Aston University is to launch a three and a half year Europe-wide research project to exploring the use of artificial intelligence (AI) to improve sharing health data internationally.
Research lead Dr Sergei Sokolovski of the university’s Aston Institute of Photonic Technologies has been awarded €317,500 to work on the project.
The BETTER (Better real-world health data distributed analytics research platform) will span 16 academic, medical and industrial partners.
While data-driven medicine is currently used to improve diagnosis, treatment and medical research ethical, legal and privacy issues can prevent sharing and centralising data for analysis.
The project aims to overcome these challenges so health data can be shared across national borders while fully complying with the general data protection regulation (GDPR) guidelines.

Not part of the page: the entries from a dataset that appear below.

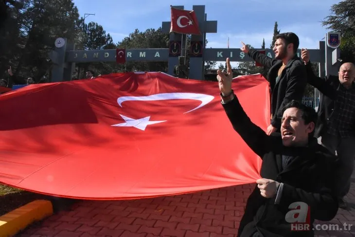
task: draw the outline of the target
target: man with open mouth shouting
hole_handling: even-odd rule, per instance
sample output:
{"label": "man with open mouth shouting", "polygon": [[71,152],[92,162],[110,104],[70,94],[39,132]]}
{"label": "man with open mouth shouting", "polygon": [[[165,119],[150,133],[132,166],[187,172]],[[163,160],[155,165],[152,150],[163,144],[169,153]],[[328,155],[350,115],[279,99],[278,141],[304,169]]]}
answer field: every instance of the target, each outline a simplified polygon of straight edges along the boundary
{"label": "man with open mouth shouting", "polygon": [[267,135],[244,111],[231,88],[229,58],[227,65],[227,73],[217,71],[222,106],[234,130],[263,160],[262,178],[248,198],[238,236],[314,236],[315,219],[330,220],[338,210],[336,157],[313,137],[317,113],[292,101],[282,109],[281,134]]}
{"label": "man with open mouth shouting", "polygon": [[339,207],[347,209],[343,198],[350,189],[355,159],[355,66],[346,62],[338,75],[321,78],[314,74],[309,52],[302,49],[302,58],[306,65],[308,82],[320,92],[318,126],[316,137],[339,158],[337,189]]}

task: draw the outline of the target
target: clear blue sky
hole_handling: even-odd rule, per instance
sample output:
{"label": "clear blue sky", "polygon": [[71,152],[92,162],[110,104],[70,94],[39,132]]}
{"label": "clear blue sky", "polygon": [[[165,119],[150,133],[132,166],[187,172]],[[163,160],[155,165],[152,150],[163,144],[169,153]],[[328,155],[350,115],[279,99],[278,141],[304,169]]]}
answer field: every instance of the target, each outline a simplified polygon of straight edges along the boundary
{"label": "clear blue sky", "polygon": [[[274,24],[281,32],[293,32],[300,37],[300,48],[318,48],[327,30],[320,21],[330,14],[335,0],[74,0],[81,16],[102,25],[117,43],[135,29],[158,28],[170,20],[170,5],[205,5],[207,19],[217,21],[217,33],[208,34],[207,47],[240,48],[240,41],[260,48],[265,38],[268,47]],[[218,3],[217,3],[218,2]]]}

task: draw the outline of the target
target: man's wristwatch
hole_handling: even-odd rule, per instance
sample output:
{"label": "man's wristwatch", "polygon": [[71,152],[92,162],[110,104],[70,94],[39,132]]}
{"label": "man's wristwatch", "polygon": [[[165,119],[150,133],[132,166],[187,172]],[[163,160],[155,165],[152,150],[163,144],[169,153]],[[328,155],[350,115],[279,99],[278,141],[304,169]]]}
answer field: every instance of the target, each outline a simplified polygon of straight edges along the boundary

Sokolovski will lead the development of a secure data sharing system which will allow access to large sets of multi-source health data via tailor-made AI tools.
Scientists and healthcare professionals will be able to compare, integrate and analyse data securely at a lower cost than current methods to improve people’s health.
The project focus on three health conditions; childhood learning disabilities, inherited degenerative retina diseases and autism, involving seven medical centres across the European Union and beyond.
Sokolovski said: “Data protection regulations prohibit data centralisation for analysis purposes because of privacy risks like the accidental disclosure of personal data to third parties.
“Therefore, to enable health data sharing across national borders and to fully comply with GDPR guidelines this project proposes a robust decentralised infrastructure which will empower researchers, innovators and healthcare professionals to exploit the full potential of larger sets of multi-source health data,” he continued.
“As healthcare continues to evolve in an increasingly data-driven world projects like BETTER offer promising solutions to the challenges of health data sharing, research collaboration, and ultimately, improving the well-being of citizens worldwide.
“The collaboration between multiple stakeholders, including medical centres, researchers, and innovators, highlights the importance of interdisciplinary efforts in addressing these complex issues.”